Nappier Outlines Issues Facing State Retirement System

Although state employee pension fund investments are performing well, State Treasurer Denise Nappier says she is concerned about the state legislature's reluctance to fully fund the account, a practice that keeps the funds from earning even more.

Nappier, speaking April 5 to about 100 members of the University of Connecticut Professional Employee's Association (UCPEA), said the retirement fund is in good shape, topping $21 billion last year for the first time in history. And, she said, state employees need not worry that the scandal involving former treasurer Paul Silvester will affect their retirement plans.

Yet the state's unfunded liability - the difference between the cost of all state employee retirement payouts and available cash - means that, as treasurer, she has less money to invest. Nappier added that the liability issue also impacts the state's bond rating, which forces up the cost of borrowing.

"Do you know who makes up the difference? The taxpayers.

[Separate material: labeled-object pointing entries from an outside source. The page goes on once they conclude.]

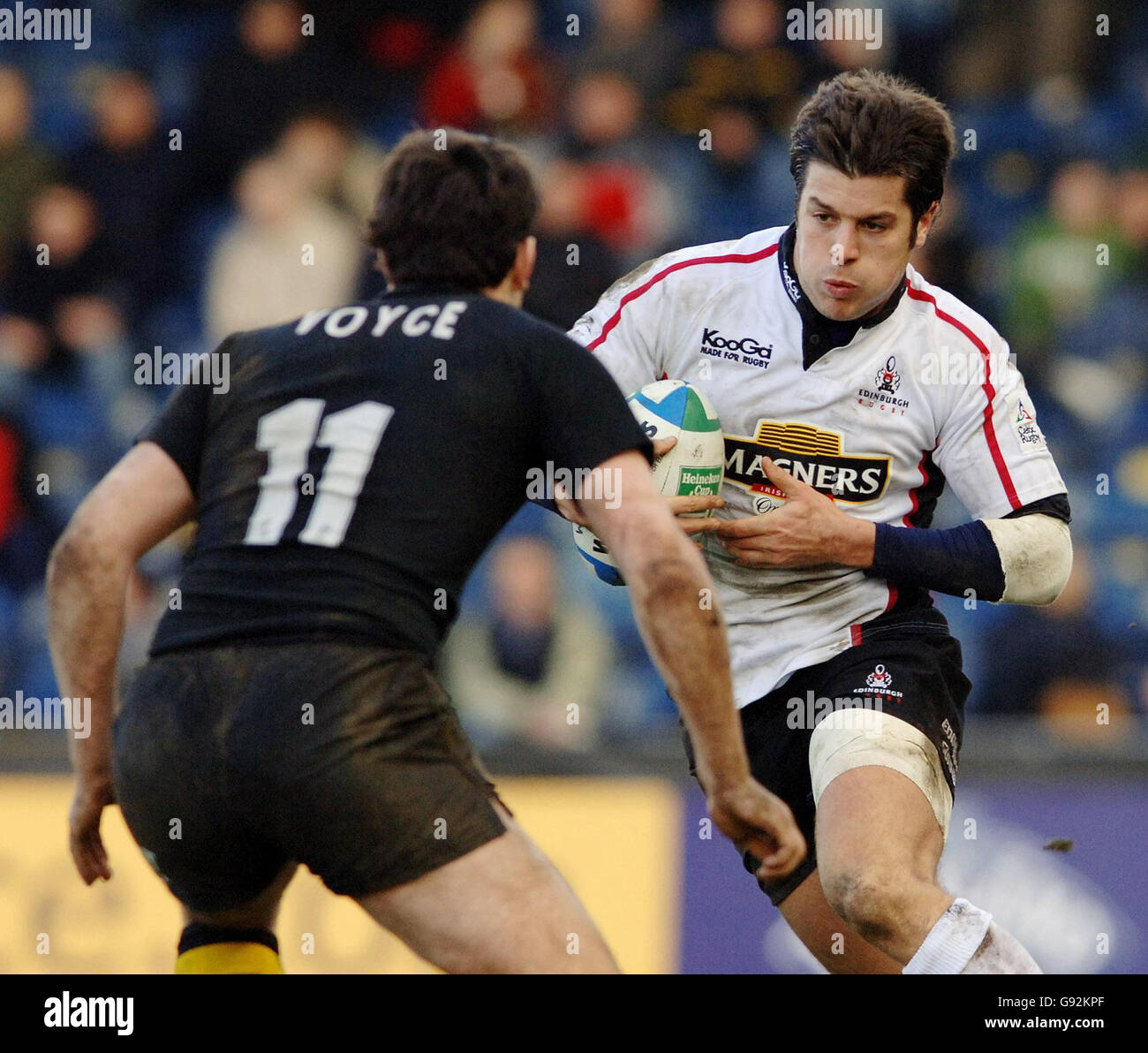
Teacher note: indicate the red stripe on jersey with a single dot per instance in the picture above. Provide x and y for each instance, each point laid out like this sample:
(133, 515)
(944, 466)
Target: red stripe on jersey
(907, 519)
(987, 387)
(632, 294)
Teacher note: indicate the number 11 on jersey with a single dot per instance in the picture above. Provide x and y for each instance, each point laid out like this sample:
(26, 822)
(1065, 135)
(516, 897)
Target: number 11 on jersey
(287, 436)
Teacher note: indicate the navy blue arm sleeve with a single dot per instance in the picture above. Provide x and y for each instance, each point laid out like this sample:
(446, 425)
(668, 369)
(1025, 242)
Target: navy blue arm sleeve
(952, 560)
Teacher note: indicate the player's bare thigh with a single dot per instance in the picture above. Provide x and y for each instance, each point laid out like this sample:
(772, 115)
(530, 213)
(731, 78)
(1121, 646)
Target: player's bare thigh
(501, 908)
(829, 938)
(879, 845)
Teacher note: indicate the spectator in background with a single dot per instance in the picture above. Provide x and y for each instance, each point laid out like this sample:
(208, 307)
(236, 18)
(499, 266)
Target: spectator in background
(60, 261)
(1057, 663)
(632, 38)
(286, 254)
(741, 183)
(1055, 277)
(946, 259)
(627, 201)
(531, 669)
(1099, 368)
(249, 92)
(26, 167)
(495, 80)
(336, 163)
(126, 169)
(574, 264)
(749, 58)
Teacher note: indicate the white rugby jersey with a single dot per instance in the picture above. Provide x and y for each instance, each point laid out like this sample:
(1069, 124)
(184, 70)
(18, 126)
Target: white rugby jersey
(922, 394)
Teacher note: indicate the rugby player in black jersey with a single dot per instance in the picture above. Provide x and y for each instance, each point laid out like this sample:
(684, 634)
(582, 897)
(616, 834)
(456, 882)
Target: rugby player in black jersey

You and me," she said.

Nappier is urging legislators to use some of the state surplus to build up the pension fund, and fully fund the account sooner than currently planned. Depending on the specific retirement plan in which employees are enrolled, she said, the plans are funded at only between 60 and 80 percent of the level recommended by actuaries. Overall, the gap between the suggested level of savings and the actual amount in the fund is about $7 billion.

On the bright side, Nappier said her office's investment decisions last year resulted in the state's investment gains ranking in the 42nd percentile, meaning it performed better than 58 percent of all investment funds that invest more than $1 billion.

Nappier also said she is working with legislators, asking them to institute a series of policies for the office that would help the investments and help avoid, as far as possible, a repeat of the scandal the plagued the department under the previous treasurer. She said she has implemented all the changes she is seeking from the legislature but, without statutory policies, there's no guarantee future treasurers will follow her lead.

She said she is also asking legislators not to create another board of overseers, a discussion that was popularized in the wake of the Silvester scandal. A bill suggesting such a panel was defeated in the House of Representatives April 5, but Republicans and Gov. John G. Rowland say it is likely to be resurrected in one form or another.

"I don't believe bad or corrupt decisions made by a board are any better than bad or corrupt decisions made by an individual," she said.

She would, however, like to see the legislature enact three key reforms of the office:

  • That the state treasurer not be allowed to make any investment decisions not covered by a policy. The policy would be created by the Investment Advisory Council, a committee comprising representati ves of labor and business that already works with the State Treasurer's office;

  • That, before any money manager is selected to invest pension fund monies, there must be a 45-day waiting period to allow the Investment Advisory Council to review the firm;

  • That, during a lame duck administration, no investment decisions regarding private equity ventures be allowed without approval of the Investment Advisory Council.

"My reforms can be summed up in three words - disclosure, disclosure, disclosure," Nappier said. "The days are over when a money manager can get $1 million for having lunch with the treasurer. The days are gone when the treasurer's office will be used for political influence peddling."

Nappier also is working to make the state employee retirement system more portable, allowing state employees to continue to be part of the system should they leave state service for a job with the federal government or a local municipality, or if an employee leaves the system for a period of years then returns to the state. She says she was not allowed to buy back her state service - she worked at the UConn Health Center for three years in the late 1970s - when she returned to state service because, she was told, five years had lapsed since she left the job.